The here reported mean fenfluramine effect on [11C]AZ10419369 binding across eight brain regions (−12% at 1.0 mg/kg; −33% and −34% at 5.0 mg/kg) is in line with our previous study, in which [11C]AZ10419369 was administered as a bolus injection (−27% at 1.0 mg/kg; −50% at 5.0 mg/kg; Finnema et al, 2010). A comparable effect of fenfluramine on radioligand binding has more recently also been showed using the 5-HT1A receptor radioligand [11C]CUMI-101 (Milak et al, 2010) and the 5-HT1B receptor radioligand [11C]P943 (Cosgrove et al, 2011; Ridler et al, 2011). Importantly, the extent of the displacement effect of the three radioligands has been shown to be comparable, at equivalent (±)-fenfluramine doses (approximately −25% at 1.0 mg/kg; −40% at 5.0 mg/kg). Although the three radioligands provide similar results in the fenfluramine challenge, the methodology used for quantification has been different across the radioligands. Only for [11C]AZ10419369 the reference region approach has so far been validated. This simplified quantitative approach is an advantage when advancing to clinical studies, as no blood sampling is required.

The CB has been considered suitable for estimation of nondisplaceable binding of [11C]AZ10419369, based on several previous findings. First, postmortem autoradiography studies have showed that the 5-HT1B receptor density is negligible in the CB of the primate brain (Varnäs et al, 2001, 2004). Second, pretreatment studies with 5-HT1B receptor antagonists have shown no evident effect on [11C]AZ10419369 binding in the CB of guinea-pig and monkey (Maier et al, 2009; Pierson et al, 2008). Third, the cerebellar distribution volume (VND) did not decrease after oral administration of the 5-HT1B receptor antagonist AZD3783 in man (Varnäs et al, 2011b). All together, the literature supports that the CB can be considered a suitable reference region for quantification of [11C]AZ10419369 receptor binding in the brain.

A classical displacement paradigm is typically applied to show reversibility of radioligand binding. In our previous study we showed a fenfluramine displacement effect on [11C]AZ10419369 binding using bolus injection of the radioligand (Finnema et al, 2010). A limitation of such a design is that a separate PET measurement is required to obtain baseline BPND values. In the current study we show that one PET measurement is sufficient for estimation of changes in serotonin levels when using the BI approach. Moreover, the fenfluramine-induced displacement of [11C]AZ10419369 binding confirms the reversibility of the radioligand binding. This observation adds to the previous literature on the validation of [11C]AZ10419369 (Finnema et al, 2010; Maier et al, 2009; Pierson et al, 2008; Varnäs et al, 2011a 2011b) and confirms that the koff value is sufficient for measurement of changes in serotonin levels.

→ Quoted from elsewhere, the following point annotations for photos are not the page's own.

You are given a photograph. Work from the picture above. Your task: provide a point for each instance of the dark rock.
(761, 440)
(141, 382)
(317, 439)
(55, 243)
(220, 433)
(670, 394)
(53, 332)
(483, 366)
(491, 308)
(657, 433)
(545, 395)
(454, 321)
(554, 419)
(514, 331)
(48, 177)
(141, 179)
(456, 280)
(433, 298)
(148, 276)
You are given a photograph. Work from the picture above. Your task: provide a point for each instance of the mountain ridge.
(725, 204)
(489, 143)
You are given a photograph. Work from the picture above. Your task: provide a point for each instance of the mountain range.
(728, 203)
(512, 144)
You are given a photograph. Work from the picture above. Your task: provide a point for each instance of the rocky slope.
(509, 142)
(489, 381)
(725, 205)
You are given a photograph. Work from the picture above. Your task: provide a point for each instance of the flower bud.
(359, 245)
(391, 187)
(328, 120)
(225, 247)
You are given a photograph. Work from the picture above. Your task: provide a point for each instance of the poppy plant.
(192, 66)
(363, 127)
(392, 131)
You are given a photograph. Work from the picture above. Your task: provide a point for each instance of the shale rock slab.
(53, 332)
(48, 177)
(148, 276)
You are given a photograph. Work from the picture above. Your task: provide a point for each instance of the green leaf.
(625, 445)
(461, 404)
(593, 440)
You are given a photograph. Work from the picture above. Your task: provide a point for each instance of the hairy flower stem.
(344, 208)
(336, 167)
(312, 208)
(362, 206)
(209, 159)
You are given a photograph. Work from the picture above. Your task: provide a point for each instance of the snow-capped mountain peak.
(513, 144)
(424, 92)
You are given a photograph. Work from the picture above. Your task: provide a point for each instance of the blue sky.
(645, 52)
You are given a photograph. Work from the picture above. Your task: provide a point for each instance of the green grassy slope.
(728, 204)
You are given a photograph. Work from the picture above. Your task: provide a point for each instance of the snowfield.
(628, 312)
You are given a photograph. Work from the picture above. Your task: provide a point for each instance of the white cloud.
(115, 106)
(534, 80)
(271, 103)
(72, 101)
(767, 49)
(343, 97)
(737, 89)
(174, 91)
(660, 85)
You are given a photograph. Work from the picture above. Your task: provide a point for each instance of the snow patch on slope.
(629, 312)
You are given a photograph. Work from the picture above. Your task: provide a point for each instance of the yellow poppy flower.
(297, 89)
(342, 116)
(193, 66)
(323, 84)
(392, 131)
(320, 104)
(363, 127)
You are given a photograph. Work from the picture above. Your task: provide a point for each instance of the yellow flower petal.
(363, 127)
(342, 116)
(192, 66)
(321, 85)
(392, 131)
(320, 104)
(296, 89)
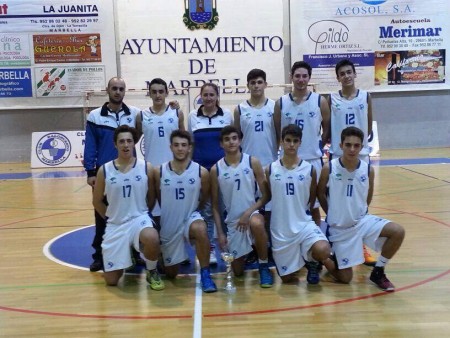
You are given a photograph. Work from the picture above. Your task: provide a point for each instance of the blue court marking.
(74, 249)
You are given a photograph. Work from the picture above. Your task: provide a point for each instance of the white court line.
(48, 254)
(198, 305)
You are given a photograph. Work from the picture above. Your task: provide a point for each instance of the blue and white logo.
(53, 149)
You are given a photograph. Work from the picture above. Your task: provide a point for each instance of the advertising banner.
(396, 45)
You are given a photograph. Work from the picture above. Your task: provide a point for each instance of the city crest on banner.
(200, 14)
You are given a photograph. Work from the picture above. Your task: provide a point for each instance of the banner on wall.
(62, 44)
(396, 45)
(189, 43)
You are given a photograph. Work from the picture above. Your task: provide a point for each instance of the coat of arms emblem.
(200, 14)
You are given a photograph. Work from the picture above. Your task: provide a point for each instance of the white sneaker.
(212, 257)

Microdialysis studies have previously shown that serotonin levels are very dynamic after intravenous administration of fenfluramine. In monkey, a rapid intravenous bolus injection of fenfluramine has been shown to induce a peak in serotonin levels ∼15 minutes after administration, followed by a rapid decrease in serotonin levels over time. One hour after administration, serotonin levels were less than half of the peak value, with recovery to baseline levels ∼4 hours after fenfluramine administration (Udo de Haes et al, 2006). The time effect in the fenfluramine-induced decreases in [11C]AZ10419369 BPND values can be evaluated when comparing the results measured in the displacement and the pretreatment paradigm. After 5.0 mg/kg fenfluramine administration, the mean BPND of the eight reported regions was decreased by 33% during the displacement, and by 35% and 32% during the respective time periods of 63 to 93 and 93 to 123 minutes of the pretreatment paradigm. These results suggest that the changes in BPND values do not directly reflect the time dynamics of the serotonin levels, as previously measured in the extracellular fluid when using microdialysis. This difference could partly be related to the fenfluramine administration. The current study applied a 5-minute infusion of fenfluramine, thereby likely to cause a blunter peak in the serotonin levels, when compared with the microdialysis studies using a rapid bolus injection of fenfluramine. A contribution of receptor internalization and desensitization is another possible explanation for the prolonged decrease in [11C]AZ10419369 receptor binding. Such mechanisms have previously been shown relevant for endogenous neurotransmitter release studies using PET radioligands binding to other G-protein-coupled receptors, such as dopamine (Laruelle, 2000).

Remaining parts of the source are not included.